Viennese chair
The bright illumination on the scanty furniture, consisting only of Viennese chairs, the bare walls, and the common white muslin window-curtains, gave the somewhat spacious room a very empty and deserted air.
Ilya Efimovich Repin’s memoir — “Far Away, Close By” — also mentions “Viennese chairs”,
There were many guests when we entered the spacious suite of rooms furnished exclusively with Viennese chairs.
Yet another mention can be found in Alexander Grin’s short story — “The Adventures of Ginch”:
The office is cluttered with a plethora of papers, folders, cardboard boxes, and sets of old humor magazines. There is also a large unpainted desk, several Viennese chairs, a small cabinet, and a mandolin on a couch. There is a broken whip lying on the floor and newspapers, — all this is giving the impression of a messy room for conducting business.
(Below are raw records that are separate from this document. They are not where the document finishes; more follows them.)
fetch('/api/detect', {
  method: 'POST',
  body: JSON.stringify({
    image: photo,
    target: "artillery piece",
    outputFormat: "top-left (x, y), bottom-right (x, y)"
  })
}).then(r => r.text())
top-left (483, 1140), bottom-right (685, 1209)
This chair entered the collection of the Rybinsk Museum in 1992. Previously, it belonged to Anna Nikolayevna Annikovskaya, who was a distant relative of Aleksey Alekseyevich Zolotarev, a priest of the Transfiguration Cathedral. The chair is made of beechwood and plywood. It is assembled using square head bolts and screws, with the heads of these screws hidden by wooden inlays in prominent areas.